So, when we say that “He causes every event”, we don’t mean that He is the sole agent of causation and we are mere pawns in a deterministic game.
The way the sentence I was referring to reads, to this fairly well educated native speaker of modern American English, it says that God is essentially the ultimate micro-manager. If that is not what is meant, the terminology needs to reflect that.
Not unless you think that “mercy” is just another word for “lying”… 🤔
Where was “mercy” in that sentence? I fully understand and accept that God can save whomever he wishes and has more mercy than I can imagine, but there is a difference between “provides universal salvation” and “provides for the possibility for all to be saved who want it”.
 
I am a firm believer in Free Will and I have always been able to agree with it and God being all-knowing.

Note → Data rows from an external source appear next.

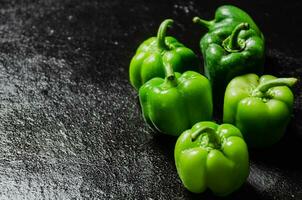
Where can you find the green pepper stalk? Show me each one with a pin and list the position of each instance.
(260, 107)
(231, 52)
(228, 16)
(174, 104)
(148, 62)
(212, 156)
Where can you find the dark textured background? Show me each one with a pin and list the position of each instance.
(70, 124)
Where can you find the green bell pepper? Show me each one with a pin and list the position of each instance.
(228, 53)
(260, 107)
(173, 104)
(228, 16)
(212, 156)
(151, 55)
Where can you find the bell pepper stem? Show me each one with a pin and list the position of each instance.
(274, 83)
(161, 34)
(232, 43)
(211, 141)
(202, 22)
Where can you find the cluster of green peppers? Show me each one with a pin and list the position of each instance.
(177, 100)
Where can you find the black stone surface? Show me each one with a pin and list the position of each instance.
(70, 123)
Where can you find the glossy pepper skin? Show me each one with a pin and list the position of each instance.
(148, 62)
(228, 16)
(212, 156)
(260, 107)
(173, 104)
(229, 53)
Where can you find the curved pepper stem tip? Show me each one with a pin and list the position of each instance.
(231, 43)
(161, 33)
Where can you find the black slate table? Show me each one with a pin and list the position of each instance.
(70, 123)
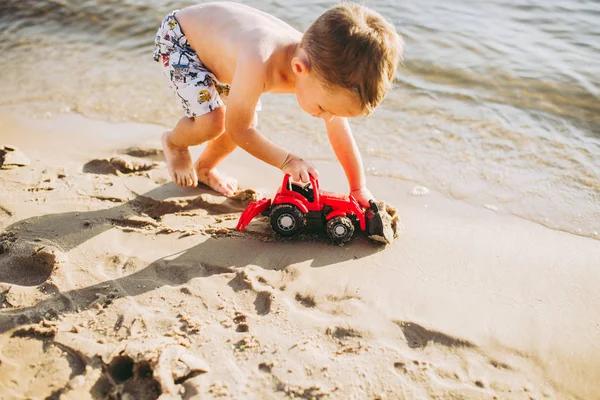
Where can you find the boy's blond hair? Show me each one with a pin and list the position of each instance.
(354, 47)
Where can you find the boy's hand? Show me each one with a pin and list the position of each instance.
(363, 196)
(298, 169)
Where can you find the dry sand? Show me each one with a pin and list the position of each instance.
(119, 284)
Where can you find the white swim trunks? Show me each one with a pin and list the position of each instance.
(198, 89)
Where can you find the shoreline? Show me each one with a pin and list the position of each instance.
(460, 283)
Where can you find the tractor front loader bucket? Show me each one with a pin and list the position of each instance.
(374, 222)
(253, 209)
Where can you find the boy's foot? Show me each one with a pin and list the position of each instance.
(219, 183)
(179, 163)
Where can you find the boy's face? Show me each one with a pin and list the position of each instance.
(322, 102)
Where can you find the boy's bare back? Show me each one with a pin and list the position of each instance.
(220, 57)
(223, 33)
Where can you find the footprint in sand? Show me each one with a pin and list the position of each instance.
(119, 164)
(27, 263)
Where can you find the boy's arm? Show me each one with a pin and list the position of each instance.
(346, 151)
(246, 87)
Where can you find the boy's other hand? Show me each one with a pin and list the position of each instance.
(363, 196)
(299, 169)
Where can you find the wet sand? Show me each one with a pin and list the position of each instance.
(117, 282)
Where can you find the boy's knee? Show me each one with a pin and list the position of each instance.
(213, 123)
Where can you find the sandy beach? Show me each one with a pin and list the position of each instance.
(121, 285)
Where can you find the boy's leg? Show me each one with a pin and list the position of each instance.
(216, 150)
(190, 132)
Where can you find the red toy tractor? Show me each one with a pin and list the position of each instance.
(296, 206)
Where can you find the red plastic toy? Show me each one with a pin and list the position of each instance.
(296, 206)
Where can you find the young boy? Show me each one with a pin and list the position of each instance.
(340, 67)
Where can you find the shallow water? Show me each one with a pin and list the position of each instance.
(498, 103)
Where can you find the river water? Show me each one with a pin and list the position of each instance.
(497, 103)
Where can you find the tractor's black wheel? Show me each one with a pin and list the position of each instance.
(287, 219)
(340, 229)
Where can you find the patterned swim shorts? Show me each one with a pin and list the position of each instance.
(198, 89)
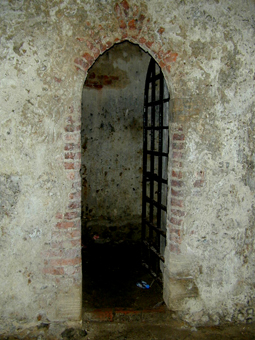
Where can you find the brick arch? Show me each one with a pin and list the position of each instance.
(63, 259)
(130, 25)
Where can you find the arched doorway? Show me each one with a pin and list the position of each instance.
(112, 176)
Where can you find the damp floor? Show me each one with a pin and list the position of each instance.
(110, 276)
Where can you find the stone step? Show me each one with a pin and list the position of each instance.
(157, 315)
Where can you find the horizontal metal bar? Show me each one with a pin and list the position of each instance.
(156, 204)
(154, 227)
(156, 102)
(153, 274)
(156, 178)
(154, 250)
(154, 77)
(157, 153)
(156, 127)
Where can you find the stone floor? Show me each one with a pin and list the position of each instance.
(136, 330)
(114, 308)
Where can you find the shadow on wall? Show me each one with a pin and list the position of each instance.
(112, 135)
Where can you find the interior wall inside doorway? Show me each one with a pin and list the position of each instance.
(112, 135)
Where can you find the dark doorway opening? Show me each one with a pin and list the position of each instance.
(112, 176)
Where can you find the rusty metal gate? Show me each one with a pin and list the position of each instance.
(155, 159)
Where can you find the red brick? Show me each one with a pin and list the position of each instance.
(81, 64)
(117, 10)
(199, 183)
(70, 128)
(177, 174)
(149, 43)
(74, 205)
(71, 215)
(174, 248)
(77, 165)
(178, 136)
(75, 195)
(65, 262)
(175, 238)
(69, 155)
(72, 137)
(178, 146)
(178, 184)
(76, 185)
(177, 155)
(69, 166)
(175, 221)
(168, 68)
(177, 164)
(76, 233)
(88, 58)
(59, 216)
(132, 24)
(142, 40)
(174, 230)
(70, 175)
(65, 225)
(125, 5)
(176, 193)
(69, 146)
(75, 242)
(96, 52)
(54, 271)
(162, 64)
(176, 203)
(170, 57)
(161, 30)
(178, 213)
(122, 24)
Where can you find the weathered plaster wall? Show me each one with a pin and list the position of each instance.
(112, 142)
(206, 51)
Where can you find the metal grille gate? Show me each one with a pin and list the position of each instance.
(155, 156)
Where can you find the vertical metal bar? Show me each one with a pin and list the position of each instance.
(152, 163)
(160, 173)
(145, 155)
(152, 235)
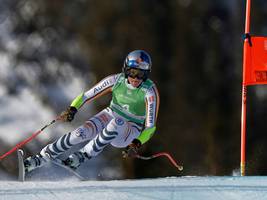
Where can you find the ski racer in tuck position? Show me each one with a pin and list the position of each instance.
(129, 121)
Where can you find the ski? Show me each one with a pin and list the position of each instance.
(21, 176)
(59, 162)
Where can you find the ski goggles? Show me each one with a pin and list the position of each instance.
(136, 73)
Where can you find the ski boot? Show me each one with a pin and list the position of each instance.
(76, 159)
(34, 162)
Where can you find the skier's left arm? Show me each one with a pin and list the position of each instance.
(152, 107)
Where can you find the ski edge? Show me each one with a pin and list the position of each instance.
(59, 163)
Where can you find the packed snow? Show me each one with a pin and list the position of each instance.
(184, 188)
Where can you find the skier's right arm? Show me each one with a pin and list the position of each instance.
(101, 88)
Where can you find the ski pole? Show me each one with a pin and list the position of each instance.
(27, 140)
(179, 167)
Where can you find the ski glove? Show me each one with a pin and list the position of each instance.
(68, 115)
(132, 149)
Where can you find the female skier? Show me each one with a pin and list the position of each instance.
(129, 121)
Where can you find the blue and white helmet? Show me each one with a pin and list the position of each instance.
(138, 59)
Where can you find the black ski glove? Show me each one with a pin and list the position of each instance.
(132, 149)
(68, 115)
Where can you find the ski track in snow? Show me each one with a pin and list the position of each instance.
(171, 188)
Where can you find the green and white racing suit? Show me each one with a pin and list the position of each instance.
(132, 113)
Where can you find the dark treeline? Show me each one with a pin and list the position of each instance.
(196, 49)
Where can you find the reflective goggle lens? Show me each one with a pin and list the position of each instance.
(135, 73)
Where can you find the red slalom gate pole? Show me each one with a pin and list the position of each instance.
(179, 167)
(26, 140)
(244, 93)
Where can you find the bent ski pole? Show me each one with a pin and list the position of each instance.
(179, 167)
(26, 140)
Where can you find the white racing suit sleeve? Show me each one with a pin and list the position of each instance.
(101, 88)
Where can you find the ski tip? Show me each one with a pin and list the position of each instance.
(180, 168)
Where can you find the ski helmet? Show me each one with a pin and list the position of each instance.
(139, 60)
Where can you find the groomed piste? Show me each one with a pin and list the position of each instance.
(200, 188)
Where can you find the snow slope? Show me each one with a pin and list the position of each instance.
(184, 188)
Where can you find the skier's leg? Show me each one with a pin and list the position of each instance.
(95, 146)
(84, 133)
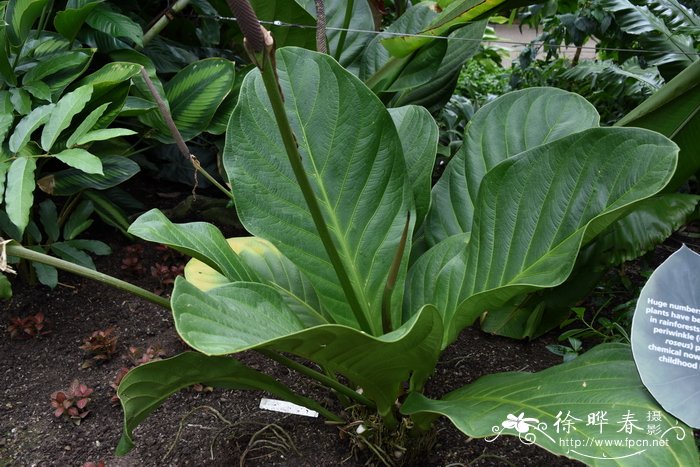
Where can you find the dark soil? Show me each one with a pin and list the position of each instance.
(201, 428)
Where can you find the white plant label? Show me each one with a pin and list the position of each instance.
(286, 407)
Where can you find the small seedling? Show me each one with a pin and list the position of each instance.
(101, 345)
(131, 261)
(71, 403)
(569, 352)
(140, 356)
(114, 400)
(166, 274)
(28, 327)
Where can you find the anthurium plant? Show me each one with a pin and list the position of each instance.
(335, 190)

I have always believed that God knew every decision you might make in your life. That until you made that decision it was not cast in stone.

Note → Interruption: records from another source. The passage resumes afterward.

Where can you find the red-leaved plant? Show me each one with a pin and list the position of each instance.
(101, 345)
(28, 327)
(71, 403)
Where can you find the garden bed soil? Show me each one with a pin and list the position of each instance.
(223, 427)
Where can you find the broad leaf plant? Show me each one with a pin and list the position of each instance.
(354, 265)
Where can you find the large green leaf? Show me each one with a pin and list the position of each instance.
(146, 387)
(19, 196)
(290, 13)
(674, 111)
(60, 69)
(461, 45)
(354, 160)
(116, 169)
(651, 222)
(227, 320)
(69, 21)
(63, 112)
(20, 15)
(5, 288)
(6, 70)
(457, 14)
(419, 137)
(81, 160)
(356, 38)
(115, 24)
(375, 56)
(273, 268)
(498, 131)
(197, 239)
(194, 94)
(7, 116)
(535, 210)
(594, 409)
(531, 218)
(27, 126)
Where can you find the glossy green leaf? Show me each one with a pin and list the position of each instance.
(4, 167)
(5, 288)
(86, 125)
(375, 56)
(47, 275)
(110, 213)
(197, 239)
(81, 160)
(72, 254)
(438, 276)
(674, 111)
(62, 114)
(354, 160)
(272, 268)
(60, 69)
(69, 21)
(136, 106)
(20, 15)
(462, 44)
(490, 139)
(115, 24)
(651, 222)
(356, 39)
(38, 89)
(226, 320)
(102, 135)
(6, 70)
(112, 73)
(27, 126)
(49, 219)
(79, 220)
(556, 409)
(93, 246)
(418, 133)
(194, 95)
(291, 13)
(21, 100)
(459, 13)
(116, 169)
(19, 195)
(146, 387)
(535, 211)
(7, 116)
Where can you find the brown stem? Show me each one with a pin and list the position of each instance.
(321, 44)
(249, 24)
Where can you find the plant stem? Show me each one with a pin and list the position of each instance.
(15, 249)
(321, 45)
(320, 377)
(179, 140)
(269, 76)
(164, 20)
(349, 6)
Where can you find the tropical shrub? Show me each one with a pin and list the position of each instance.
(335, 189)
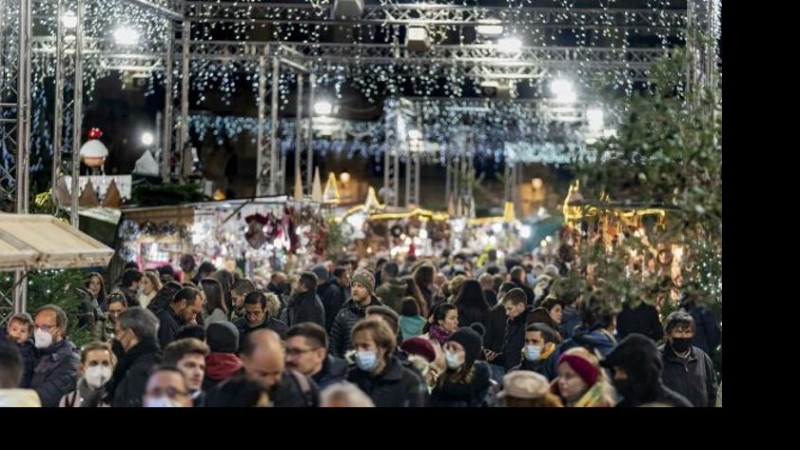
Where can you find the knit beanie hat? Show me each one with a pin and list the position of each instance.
(579, 359)
(471, 341)
(366, 279)
(222, 337)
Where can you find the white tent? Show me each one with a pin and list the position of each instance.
(35, 242)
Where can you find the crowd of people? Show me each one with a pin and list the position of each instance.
(441, 332)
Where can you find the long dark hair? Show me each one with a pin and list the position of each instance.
(471, 303)
(412, 290)
(214, 295)
(439, 313)
(226, 280)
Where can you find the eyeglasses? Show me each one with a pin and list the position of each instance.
(298, 351)
(170, 392)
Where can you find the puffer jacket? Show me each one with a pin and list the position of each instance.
(692, 377)
(56, 372)
(396, 387)
(391, 293)
(344, 322)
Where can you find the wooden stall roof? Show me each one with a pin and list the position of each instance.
(43, 242)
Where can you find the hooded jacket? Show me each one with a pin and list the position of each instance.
(56, 372)
(350, 313)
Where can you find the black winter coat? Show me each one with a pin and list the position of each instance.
(332, 298)
(344, 322)
(305, 307)
(454, 394)
(334, 370)
(168, 325)
(513, 341)
(396, 387)
(127, 385)
(496, 329)
(56, 372)
(269, 323)
(643, 320)
(693, 377)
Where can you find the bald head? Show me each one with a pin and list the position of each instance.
(263, 356)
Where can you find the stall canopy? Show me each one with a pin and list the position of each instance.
(33, 242)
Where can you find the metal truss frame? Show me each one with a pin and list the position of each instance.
(16, 30)
(645, 20)
(479, 61)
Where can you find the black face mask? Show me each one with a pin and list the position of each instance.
(681, 345)
(117, 349)
(624, 388)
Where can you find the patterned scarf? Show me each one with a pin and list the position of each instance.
(593, 398)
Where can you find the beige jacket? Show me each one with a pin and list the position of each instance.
(19, 398)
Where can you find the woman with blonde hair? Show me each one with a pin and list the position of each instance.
(581, 382)
(151, 284)
(528, 390)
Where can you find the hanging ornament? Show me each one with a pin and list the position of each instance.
(148, 229)
(167, 228)
(255, 235)
(128, 230)
(397, 231)
(94, 152)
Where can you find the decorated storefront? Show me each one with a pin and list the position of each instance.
(256, 236)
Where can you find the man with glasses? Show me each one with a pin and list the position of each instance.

But I have learned that God knows what decision you will make before you make it. All this was known the moment my soul was created. There might be the illusion of free will, but it just isnt so. My path has already known by God. Nothing I do will change the outcome. Because whatever I do is what I am supposed to do already.
Just because God knows what you will do doesn’t mean you have no free will. The issue here isn’t free will, it’s how beings that live in a realm of time can relate to their creator who is a being that is outside of time. We find it very difficult to think about that because we have no frame of reference in our minds to think about something “outside of time”.
The whole of human existence is “present” to God. I can see how one would come to this conclusion when considering that God “knows” what we will do. If you think about it, God created time, and while it’s difficult for us to think about life outside of time, He is the “engineer” of it and there’s no reason why He couldn’t see all of time at once.
 
Why say “A” in a simple declarative sentence, and then hedge that statement with a wall of text that seems to deny the simple statement?

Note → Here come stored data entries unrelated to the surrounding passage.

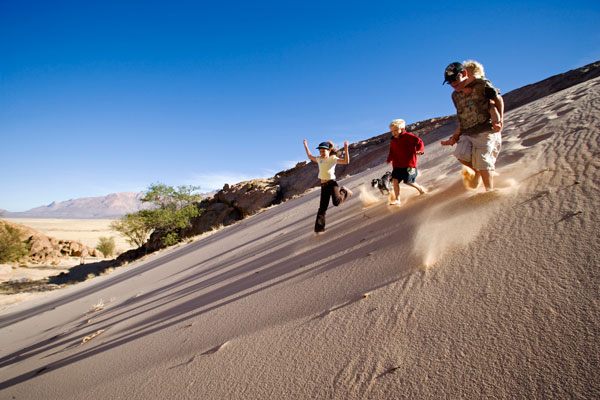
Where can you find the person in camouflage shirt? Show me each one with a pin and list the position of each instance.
(478, 141)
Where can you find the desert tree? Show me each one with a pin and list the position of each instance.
(135, 227)
(171, 210)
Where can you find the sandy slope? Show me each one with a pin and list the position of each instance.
(453, 295)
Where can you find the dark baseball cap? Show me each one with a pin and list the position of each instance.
(452, 71)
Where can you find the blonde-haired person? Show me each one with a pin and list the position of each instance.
(327, 161)
(475, 69)
(404, 149)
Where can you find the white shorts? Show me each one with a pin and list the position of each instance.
(481, 150)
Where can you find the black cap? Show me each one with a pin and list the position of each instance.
(452, 71)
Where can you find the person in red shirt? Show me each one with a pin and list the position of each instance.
(404, 149)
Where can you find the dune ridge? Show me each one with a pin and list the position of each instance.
(455, 294)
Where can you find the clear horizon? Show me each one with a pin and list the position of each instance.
(112, 97)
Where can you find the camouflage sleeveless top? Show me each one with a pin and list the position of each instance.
(473, 110)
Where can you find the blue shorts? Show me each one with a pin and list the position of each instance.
(407, 175)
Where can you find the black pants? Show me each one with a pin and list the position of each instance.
(329, 189)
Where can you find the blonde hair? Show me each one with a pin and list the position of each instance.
(399, 123)
(474, 68)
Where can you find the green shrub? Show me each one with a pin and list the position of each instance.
(135, 227)
(172, 210)
(106, 246)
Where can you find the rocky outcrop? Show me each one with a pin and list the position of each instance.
(48, 250)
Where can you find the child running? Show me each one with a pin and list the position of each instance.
(327, 161)
(404, 149)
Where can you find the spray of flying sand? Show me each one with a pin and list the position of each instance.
(455, 219)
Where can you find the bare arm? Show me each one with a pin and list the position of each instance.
(346, 159)
(310, 156)
(499, 104)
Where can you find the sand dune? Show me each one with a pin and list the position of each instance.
(455, 294)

Let me try this another way.

Please answer either “Yes” or “No” to the following question, without the flowery convoluted quotes from long ago Saints or citations from the CCC or anything other than a simple affirmative or negative response:

Do you believe that it is possible for a human being to freely choose to refuse the grace offered by God and to thereby condemn themselves to Hell, and that God would therefore allow them to suffer in Hell for all eternity since it is their choice?